Health secretary Jeremy Hunt unveiled new GP contracts to promote better care for elderly patients PIC: Reuters
Health secretary Jeremy Hunt unveiled new GP contracts to promote better care for elderly patients PIC: Reuters

New contracts for GPs herald the return of the "old-fashioned family doctor," the government has claimed.

More than 100,000 of the most vulnerable patients are to get a GP to organise their care under a shake-up of doctors' terms and conditions.

The contracts will see frail and elderly patients receive close attention from a named GP with the aim of creating continuity of care.

It is hoped that the change will relieve pressure on hospital services by reducing the number of elderly admissions.

Previous contracts drawn up the government were criticised for being hugely lucrative for doctors without much benefit for patients.

But the latest reforms have been welcomed by a pressure group which campaigns on behalf of patients.

Announcing the new contracts for GPs, health secretary Jeremy Hunt said: "We are bringing back the named GPs for the vulnerable elderly.
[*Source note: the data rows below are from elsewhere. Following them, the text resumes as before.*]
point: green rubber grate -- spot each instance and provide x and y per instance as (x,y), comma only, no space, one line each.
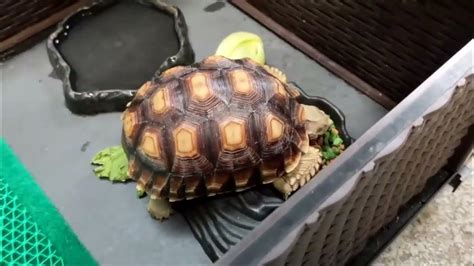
(21,240)
(32,231)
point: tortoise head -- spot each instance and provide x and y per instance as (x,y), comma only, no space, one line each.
(316,121)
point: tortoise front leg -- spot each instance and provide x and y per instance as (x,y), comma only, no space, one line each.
(308,166)
(159,209)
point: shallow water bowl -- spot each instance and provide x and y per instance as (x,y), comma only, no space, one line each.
(104,52)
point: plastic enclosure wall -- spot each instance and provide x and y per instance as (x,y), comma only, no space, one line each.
(331,218)
(376,43)
(25,22)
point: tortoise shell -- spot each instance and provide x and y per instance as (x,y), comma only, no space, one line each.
(216,126)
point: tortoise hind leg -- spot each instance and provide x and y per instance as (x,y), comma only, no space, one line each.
(307,168)
(159,209)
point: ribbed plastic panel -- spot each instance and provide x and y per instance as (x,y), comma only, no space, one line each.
(391,45)
(16,15)
(342,229)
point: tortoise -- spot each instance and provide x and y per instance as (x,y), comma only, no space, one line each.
(219,126)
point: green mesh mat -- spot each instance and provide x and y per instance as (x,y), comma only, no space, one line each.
(32,230)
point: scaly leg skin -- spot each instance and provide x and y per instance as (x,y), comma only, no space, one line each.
(308,166)
(159,209)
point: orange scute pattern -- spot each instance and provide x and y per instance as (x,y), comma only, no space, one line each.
(160,102)
(185,140)
(233,134)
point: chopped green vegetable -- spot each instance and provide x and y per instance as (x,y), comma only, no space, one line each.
(328,153)
(337,141)
(112,163)
(327,135)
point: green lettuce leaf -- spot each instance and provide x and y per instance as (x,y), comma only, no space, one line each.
(111,163)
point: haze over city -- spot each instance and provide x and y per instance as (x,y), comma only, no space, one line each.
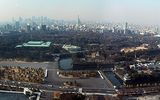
(132,11)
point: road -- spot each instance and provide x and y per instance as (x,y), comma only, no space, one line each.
(48,87)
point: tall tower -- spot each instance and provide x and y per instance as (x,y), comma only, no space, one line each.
(79,21)
(125,28)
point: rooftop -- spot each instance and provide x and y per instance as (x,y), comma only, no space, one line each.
(35,44)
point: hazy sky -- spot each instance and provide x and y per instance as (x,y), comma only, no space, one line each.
(134,11)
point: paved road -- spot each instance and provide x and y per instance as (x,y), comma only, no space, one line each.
(48,87)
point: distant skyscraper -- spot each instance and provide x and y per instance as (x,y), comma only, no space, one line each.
(43,27)
(79,21)
(125,28)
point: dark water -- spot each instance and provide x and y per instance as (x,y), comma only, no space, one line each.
(12,96)
(66,64)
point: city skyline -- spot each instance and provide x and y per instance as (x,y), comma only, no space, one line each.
(132,11)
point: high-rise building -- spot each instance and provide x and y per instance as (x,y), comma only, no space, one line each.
(44,27)
(79,21)
(28,28)
(125,28)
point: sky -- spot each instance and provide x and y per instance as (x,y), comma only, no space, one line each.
(132,11)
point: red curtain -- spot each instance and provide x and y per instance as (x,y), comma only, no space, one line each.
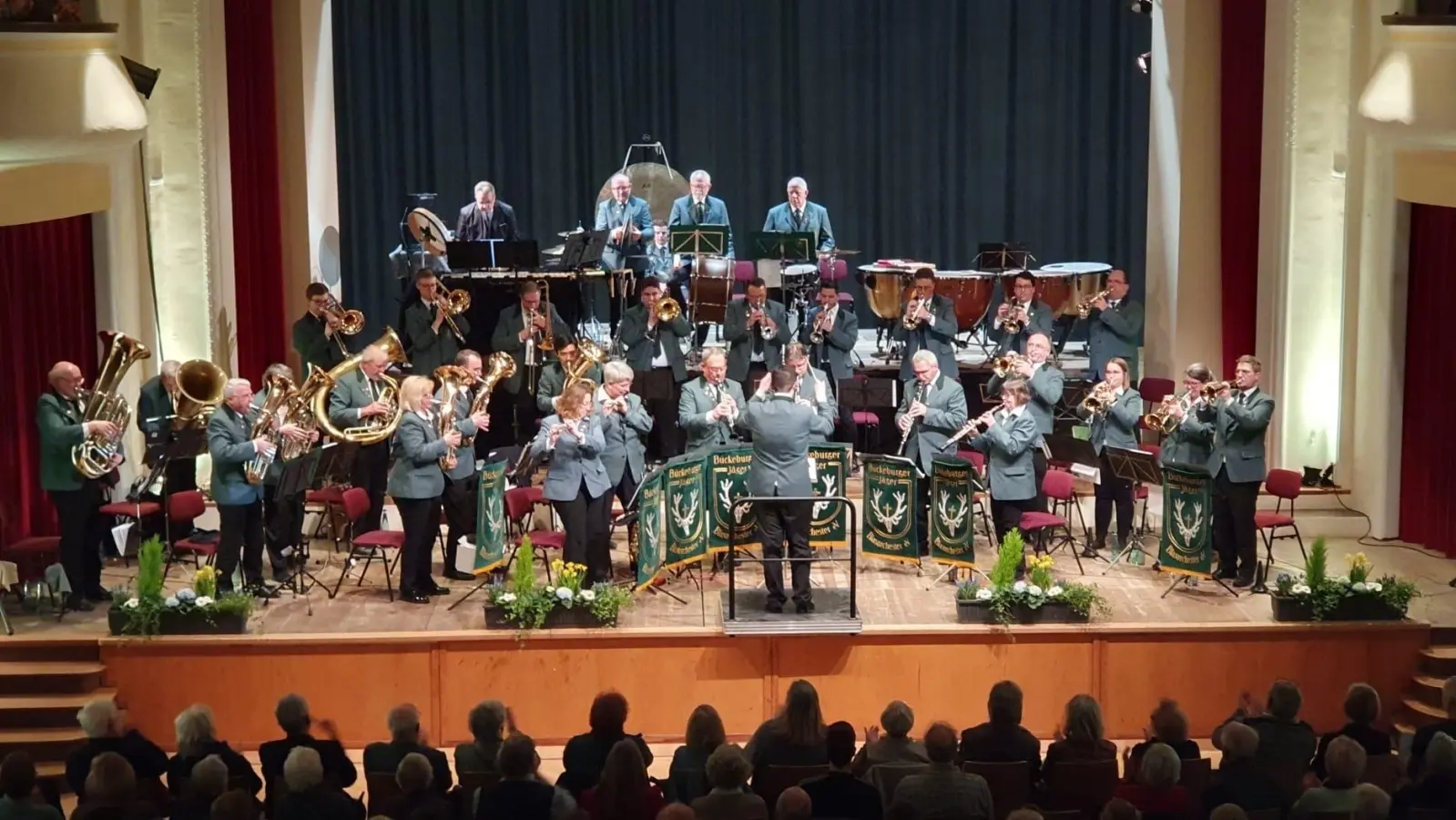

This means proper family doctors able to focus on giving elderly people the care they need and prevent unnecessary trips to hospital."
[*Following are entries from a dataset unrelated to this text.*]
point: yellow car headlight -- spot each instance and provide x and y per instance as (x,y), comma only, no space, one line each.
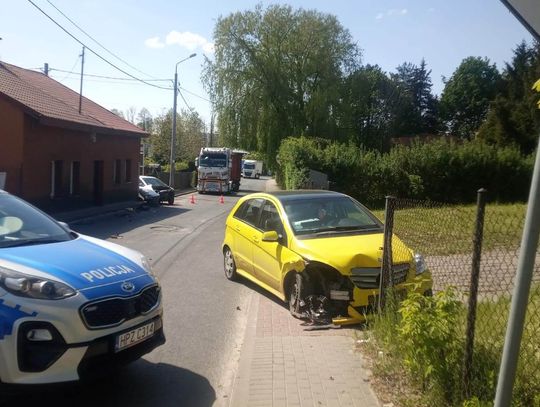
(420,263)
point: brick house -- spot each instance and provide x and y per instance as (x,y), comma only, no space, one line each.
(54,156)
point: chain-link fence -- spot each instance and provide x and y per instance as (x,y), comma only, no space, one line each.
(475,250)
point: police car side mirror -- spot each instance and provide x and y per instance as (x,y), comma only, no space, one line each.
(65,226)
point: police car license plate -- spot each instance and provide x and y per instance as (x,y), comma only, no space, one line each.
(134,336)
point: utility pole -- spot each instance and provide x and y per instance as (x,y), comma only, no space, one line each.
(82,74)
(211,141)
(173,136)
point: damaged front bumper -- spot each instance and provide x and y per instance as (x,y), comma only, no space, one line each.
(343,302)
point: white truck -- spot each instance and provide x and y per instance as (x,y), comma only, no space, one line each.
(252,169)
(218,170)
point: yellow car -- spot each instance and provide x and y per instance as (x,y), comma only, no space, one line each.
(320,251)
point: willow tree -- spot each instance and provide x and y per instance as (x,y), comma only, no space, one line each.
(277,73)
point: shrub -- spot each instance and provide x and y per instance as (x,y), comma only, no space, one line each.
(439,171)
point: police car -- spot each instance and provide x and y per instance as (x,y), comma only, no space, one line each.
(69,303)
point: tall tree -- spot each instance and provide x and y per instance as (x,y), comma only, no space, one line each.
(189,137)
(369,104)
(276,74)
(417,113)
(130,114)
(513,117)
(145,120)
(467,94)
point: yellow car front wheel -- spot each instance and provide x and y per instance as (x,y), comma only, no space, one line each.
(229,265)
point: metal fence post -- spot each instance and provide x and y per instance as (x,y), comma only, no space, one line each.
(386,267)
(473,290)
(520,297)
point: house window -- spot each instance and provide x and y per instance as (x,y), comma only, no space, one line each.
(128,171)
(75,178)
(56,178)
(117,171)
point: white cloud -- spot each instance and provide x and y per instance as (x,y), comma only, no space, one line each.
(154,42)
(396,11)
(189,40)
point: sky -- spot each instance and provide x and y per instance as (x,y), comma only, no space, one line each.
(147,38)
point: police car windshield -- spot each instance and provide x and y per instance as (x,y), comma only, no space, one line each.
(21,224)
(154,181)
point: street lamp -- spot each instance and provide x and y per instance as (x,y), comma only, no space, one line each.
(173,136)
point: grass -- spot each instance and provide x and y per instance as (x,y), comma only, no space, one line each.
(394,382)
(444,230)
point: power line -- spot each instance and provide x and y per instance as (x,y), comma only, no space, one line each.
(184,99)
(97,42)
(128,80)
(194,94)
(107,77)
(73,67)
(94,52)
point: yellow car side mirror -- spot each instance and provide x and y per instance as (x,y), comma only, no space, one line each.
(270,236)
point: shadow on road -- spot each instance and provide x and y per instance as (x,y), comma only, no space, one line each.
(140,384)
(121,222)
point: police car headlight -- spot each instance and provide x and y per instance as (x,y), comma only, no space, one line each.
(146,265)
(420,263)
(24,285)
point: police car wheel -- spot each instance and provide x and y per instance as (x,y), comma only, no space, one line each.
(229,265)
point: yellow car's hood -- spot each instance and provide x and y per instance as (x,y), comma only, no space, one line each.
(346,252)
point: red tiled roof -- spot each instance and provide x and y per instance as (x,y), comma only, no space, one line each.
(50,99)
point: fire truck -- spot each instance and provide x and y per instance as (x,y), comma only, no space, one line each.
(219,169)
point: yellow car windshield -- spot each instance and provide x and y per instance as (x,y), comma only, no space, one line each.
(328,215)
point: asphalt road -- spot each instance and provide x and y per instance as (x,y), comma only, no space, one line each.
(204,314)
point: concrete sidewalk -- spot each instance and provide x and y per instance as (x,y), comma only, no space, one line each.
(284,364)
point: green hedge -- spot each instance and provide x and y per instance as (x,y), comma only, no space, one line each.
(441,170)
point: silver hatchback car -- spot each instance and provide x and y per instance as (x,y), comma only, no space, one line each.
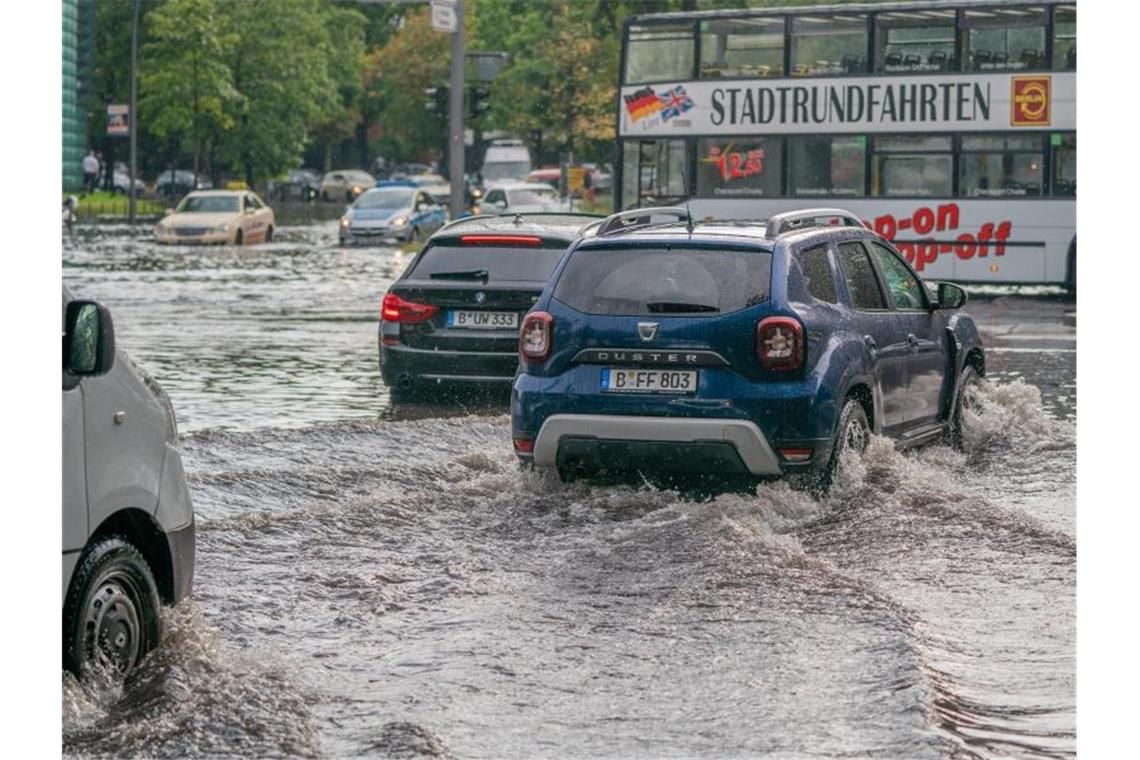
(128,523)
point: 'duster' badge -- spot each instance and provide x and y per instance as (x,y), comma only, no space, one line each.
(1028,104)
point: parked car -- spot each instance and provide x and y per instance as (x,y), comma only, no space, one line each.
(345,184)
(234,217)
(177,182)
(121,184)
(299,185)
(505,161)
(453,317)
(522,197)
(735,348)
(393,211)
(128,522)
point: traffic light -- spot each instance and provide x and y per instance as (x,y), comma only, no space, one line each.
(437,101)
(480,99)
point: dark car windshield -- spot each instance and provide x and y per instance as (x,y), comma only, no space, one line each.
(208,204)
(383,199)
(523,263)
(664,282)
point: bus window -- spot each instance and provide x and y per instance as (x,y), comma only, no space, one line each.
(742,47)
(743,166)
(827,165)
(999,39)
(653,171)
(1064,164)
(828,45)
(659,54)
(1001,165)
(1065,37)
(912,166)
(914,41)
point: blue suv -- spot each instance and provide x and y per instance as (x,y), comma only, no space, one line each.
(759,349)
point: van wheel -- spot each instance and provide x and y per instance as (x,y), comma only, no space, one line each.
(963,400)
(111,617)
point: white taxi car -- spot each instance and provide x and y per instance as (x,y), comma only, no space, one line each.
(233,217)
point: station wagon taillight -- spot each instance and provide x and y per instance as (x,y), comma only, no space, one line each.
(396,309)
(780,343)
(536,336)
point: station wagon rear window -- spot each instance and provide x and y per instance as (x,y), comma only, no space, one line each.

Cure the NHS founder Julie Bailey said that her mother may have lived if the new procedure had been in place five years ago when she was in hospital.

Julie Bailey of Cure the NHS group
Julie Bailey of Cure the NHS

She told IBTimes UK: "The changes are going to be a huge benefit to older people. It will help to create the seamless service which is often desperately lacking and that will help older people.
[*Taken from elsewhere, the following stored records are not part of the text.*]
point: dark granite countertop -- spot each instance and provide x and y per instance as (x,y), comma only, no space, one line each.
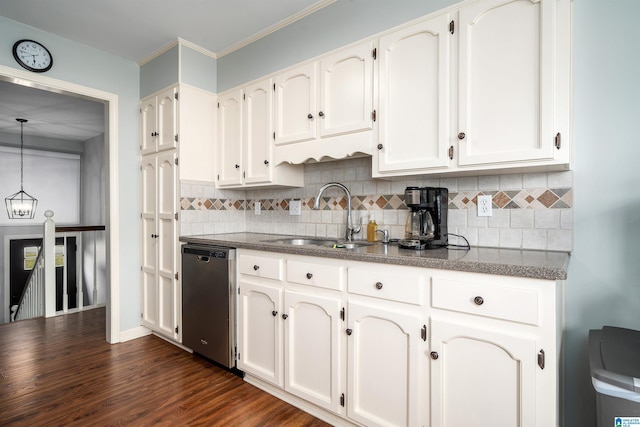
(546,265)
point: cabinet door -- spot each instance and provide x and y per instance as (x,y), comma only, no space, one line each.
(258,131)
(507,77)
(259,332)
(149,308)
(481,377)
(383,365)
(167,119)
(312,337)
(230,139)
(414,97)
(167,247)
(148,125)
(296,105)
(346,95)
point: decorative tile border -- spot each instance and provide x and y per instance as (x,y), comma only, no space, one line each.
(542,198)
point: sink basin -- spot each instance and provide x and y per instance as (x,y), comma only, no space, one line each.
(304,242)
(328,243)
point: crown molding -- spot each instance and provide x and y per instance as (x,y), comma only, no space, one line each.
(272,29)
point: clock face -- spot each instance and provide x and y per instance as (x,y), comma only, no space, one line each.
(32,55)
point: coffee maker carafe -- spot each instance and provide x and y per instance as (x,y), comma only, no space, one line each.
(426,225)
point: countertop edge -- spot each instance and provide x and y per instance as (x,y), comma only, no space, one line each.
(496,268)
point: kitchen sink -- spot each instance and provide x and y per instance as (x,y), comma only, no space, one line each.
(327,243)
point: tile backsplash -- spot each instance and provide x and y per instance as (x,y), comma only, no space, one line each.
(530,211)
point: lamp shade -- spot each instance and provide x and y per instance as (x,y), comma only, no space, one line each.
(21,205)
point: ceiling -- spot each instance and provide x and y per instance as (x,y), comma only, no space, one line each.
(134,30)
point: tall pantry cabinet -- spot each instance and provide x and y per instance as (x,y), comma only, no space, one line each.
(176,142)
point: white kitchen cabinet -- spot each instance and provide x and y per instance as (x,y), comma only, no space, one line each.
(160,287)
(260,351)
(177,142)
(383,371)
(158,122)
(513,82)
(230,139)
(482,377)
(312,348)
(245,141)
(414,105)
(295,97)
(325,108)
(289,336)
(494,351)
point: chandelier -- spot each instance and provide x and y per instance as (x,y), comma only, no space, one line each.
(21,205)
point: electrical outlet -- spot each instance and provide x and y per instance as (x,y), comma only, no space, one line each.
(295,207)
(484,206)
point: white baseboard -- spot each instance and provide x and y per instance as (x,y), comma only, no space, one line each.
(132,334)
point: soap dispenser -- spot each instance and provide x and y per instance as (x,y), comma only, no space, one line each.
(372,229)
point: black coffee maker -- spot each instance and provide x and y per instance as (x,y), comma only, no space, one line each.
(426,226)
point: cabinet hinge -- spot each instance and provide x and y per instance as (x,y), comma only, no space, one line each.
(541,359)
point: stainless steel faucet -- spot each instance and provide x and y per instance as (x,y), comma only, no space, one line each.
(351,230)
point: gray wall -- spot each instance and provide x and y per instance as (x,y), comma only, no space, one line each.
(604,271)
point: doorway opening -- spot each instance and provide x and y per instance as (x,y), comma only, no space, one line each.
(110,103)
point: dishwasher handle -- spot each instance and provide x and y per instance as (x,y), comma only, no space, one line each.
(204,254)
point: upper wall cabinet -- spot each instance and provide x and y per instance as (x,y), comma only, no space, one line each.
(330,116)
(414,105)
(158,122)
(485,87)
(245,140)
(513,69)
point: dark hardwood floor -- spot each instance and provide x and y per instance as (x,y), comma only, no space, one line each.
(61,371)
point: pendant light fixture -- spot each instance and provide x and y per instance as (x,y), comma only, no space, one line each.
(21,205)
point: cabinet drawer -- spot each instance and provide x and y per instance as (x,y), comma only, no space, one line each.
(390,283)
(261,266)
(500,302)
(315,274)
"A lot of people have been taken to hospital for no reason and they are not the best places for recuperation for older people. My mother should not have been in hospital. If there had been a seamless service she may not have been admitted to where they had no access to her records."

Labour's shadow health minister Andy Burnham accused the government of neglecting a vow to keep open GP surgeries between 8am and 8pm.

He said: "This announcement will not put an end to patients phoning the surgery at 9am and finding it impossible to get an appointment - many of whom, not happy with a phone consultation, will still turn to A&E."